15 En het zal geschieden te dien dage, dat Tyrus zal vergeten worden zeventig jaren, gelijk eens konings dagen; maar ten einde van zeventig jaren zal in Tyrus als een hoerenlied zijn:
Tekah khohnin ah tah Tyre aka hmaai khaw kum sawmrhih khuiah manghai pakhat kah a tue vaengkah bangla om ni. Kum sawmrhih a thok vaengah tah Tyre taengah pumyoi laa la a poeh pah ni.
16 Neem de harp, ga in de stad rondom, gij vergeten hoer! speel wel, zing veel liederen, opdat uwer gedacht worde!
Rhotoeng te khuen lamtah a pumyoi khopuei te hil laeh. A hnilh tangtae te tluep tluep tum pah lamtah laa khaw lum saeh. Te daengah ni na poek thai eh.

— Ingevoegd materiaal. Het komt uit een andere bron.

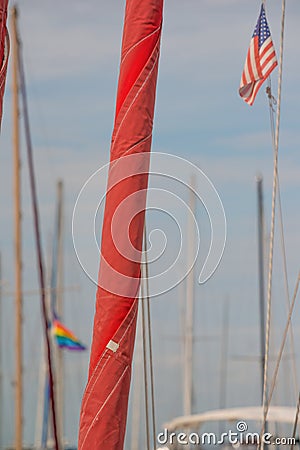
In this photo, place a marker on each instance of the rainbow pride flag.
(65, 338)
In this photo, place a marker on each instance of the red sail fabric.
(4, 50)
(105, 401)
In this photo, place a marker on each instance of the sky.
(71, 55)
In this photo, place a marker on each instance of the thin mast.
(189, 324)
(224, 354)
(261, 268)
(40, 263)
(17, 233)
(59, 308)
(1, 374)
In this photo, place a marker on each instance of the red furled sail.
(105, 401)
(4, 50)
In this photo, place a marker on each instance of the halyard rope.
(274, 190)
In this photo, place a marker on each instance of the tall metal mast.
(59, 307)
(261, 268)
(189, 324)
(17, 233)
(1, 374)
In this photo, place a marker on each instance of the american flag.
(260, 61)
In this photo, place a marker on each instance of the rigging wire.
(145, 367)
(147, 341)
(274, 378)
(271, 247)
(272, 101)
(149, 337)
(295, 423)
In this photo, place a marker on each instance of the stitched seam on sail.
(106, 400)
(138, 43)
(137, 94)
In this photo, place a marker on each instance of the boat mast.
(1, 374)
(261, 268)
(17, 233)
(189, 315)
(59, 308)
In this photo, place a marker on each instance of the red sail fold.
(105, 401)
(4, 50)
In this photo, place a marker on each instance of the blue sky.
(71, 53)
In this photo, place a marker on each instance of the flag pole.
(17, 234)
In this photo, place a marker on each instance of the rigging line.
(271, 248)
(41, 273)
(274, 378)
(145, 366)
(149, 336)
(282, 239)
(295, 423)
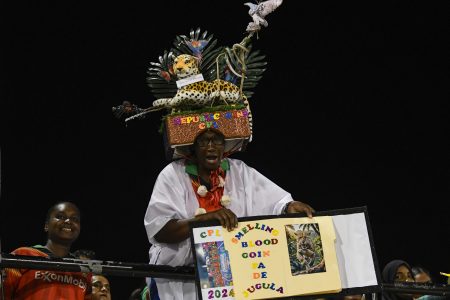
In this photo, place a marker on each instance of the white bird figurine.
(259, 11)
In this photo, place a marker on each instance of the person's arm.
(176, 231)
(299, 207)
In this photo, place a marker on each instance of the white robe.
(252, 194)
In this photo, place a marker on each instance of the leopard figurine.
(202, 92)
(198, 93)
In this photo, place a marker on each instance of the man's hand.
(297, 206)
(226, 217)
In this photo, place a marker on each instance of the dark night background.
(352, 111)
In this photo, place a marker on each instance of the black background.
(352, 111)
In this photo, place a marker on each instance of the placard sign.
(274, 257)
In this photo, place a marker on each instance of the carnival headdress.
(203, 85)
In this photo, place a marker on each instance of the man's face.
(209, 147)
(100, 288)
(64, 223)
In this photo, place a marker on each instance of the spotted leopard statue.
(199, 93)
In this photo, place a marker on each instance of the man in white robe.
(174, 201)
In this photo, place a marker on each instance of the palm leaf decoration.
(161, 79)
(250, 64)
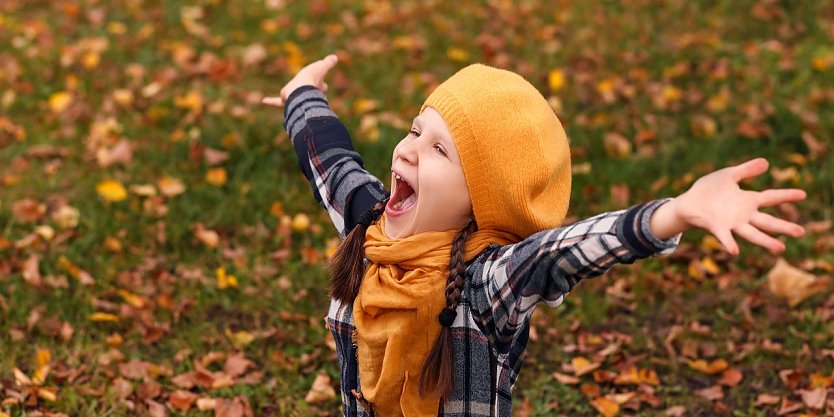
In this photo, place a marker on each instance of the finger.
(273, 101)
(772, 197)
(772, 224)
(757, 237)
(726, 239)
(749, 169)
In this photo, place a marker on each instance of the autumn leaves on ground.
(160, 253)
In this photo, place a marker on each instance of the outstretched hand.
(717, 204)
(313, 74)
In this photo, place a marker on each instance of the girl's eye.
(440, 149)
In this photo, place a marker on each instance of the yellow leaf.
(556, 80)
(48, 394)
(793, 284)
(43, 357)
(457, 54)
(671, 93)
(225, 281)
(170, 186)
(21, 378)
(59, 101)
(240, 339)
(111, 190)
(216, 176)
(606, 407)
(90, 60)
(39, 377)
(193, 101)
(300, 222)
(102, 317)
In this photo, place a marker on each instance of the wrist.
(666, 221)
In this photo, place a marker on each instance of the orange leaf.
(606, 407)
(582, 366)
(713, 367)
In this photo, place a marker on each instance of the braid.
(347, 265)
(438, 371)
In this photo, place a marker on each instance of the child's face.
(430, 193)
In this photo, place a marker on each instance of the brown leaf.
(793, 284)
(236, 407)
(31, 271)
(713, 393)
(582, 366)
(605, 406)
(237, 365)
(731, 377)
(713, 367)
(156, 409)
(565, 379)
(182, 400)
(121, 153)
(121, 388)
(135, 369)
(814, 398)
(28, 211)
(766, 399)
(321, 390)
(214, 156)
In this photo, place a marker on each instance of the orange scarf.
(396, 312)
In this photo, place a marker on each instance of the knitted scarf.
(396, 312)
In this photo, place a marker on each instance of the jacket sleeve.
(326, 156)
(508, 282)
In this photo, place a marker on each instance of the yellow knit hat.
(513, 149)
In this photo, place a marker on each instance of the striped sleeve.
(328, 160)
(547, 265)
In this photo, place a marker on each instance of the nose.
(408, 150)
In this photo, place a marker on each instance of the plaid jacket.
(503, 284)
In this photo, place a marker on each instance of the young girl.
(434, 284)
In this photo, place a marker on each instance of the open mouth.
(403, 197)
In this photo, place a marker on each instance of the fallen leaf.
(767, 399)
(182, 400)
(730, 378)
(793, 284)
(714, 367)
(814, 398)
(170, 187)
(566, 379)
(321, 390)
(111, 190)
(121, 153)
(713, 393)
(605, 406)
(582, 366)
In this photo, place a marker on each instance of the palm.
(718, 205)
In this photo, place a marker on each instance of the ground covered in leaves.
(160, 253)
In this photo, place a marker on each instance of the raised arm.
(324, 149)
(508, 282)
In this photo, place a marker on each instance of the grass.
(684, 81)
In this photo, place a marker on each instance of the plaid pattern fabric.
(503, 284)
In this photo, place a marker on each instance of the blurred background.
(161, 253)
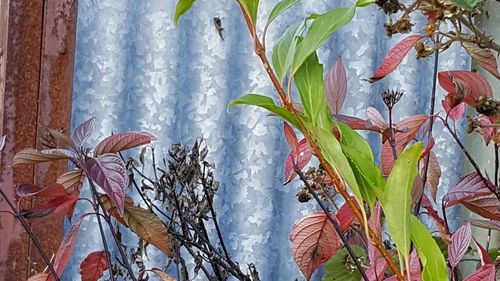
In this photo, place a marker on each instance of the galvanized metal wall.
(36, 68)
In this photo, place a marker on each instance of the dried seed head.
(487, 106)
(391, 97)
(389, 6)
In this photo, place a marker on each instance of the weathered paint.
(37, 40)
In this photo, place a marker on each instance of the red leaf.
(443, 230)
(58, 205)
(39, 277)
(93, 266)
(66, 248)
(488, 132)
(487, 206)
(433, 174)
(454, 113)
(470, 185)
(483, 57)
(495, 225)
(303, 157)
(376, 118)
(470, 85)
(485, 257)
(51, 190)
(122, 141)
(108, 171)
(291, 139)
(460, 241)
(83, 132)
(485, 273)
(345, 217)
(336, 87)
(428, 148)
(395, 56)
(314, 241)
(163, 276)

17 Want het zal geschieden ten einde van zeventig jaren, dat de HEERE Tyrus zal bezoeken, en dat zij wederkeren zal tot haar hoerenloon, en zij zal hoererij bedrijven met alle koninkrijken der aarde, die op den aardbodem zijn.
Kum sawmrhih kah a bawtnah a pha vaengah BOEIPA loh Tyre te a hip ni. Te vaengah a paang te a mael pah vetih diklai hman kah diklai ram rhoek khaw boeih cukhalh uh ni.
18 En haar koophandel en haar hoerenloon zal den HEERE heilig zijn, het zal niet ten schat vergaderd noch opgesloten worden; maar haar koophandel zal wezen voor hen, die voor den HEERE wonen, opdat zij eten tot verzadiging, en dat zij durig deksel hebben.
Tedae a thenpom neh a paang te BOEIPA ham a cim la om ni. Te vaengah kael pawt vetih tuung bal mahpawh. Te cakhaw BOEIPA mikhmuh kah khosa rhoek ham tah dakda then a cungnah hil a caak te a thenpomnah la om ni.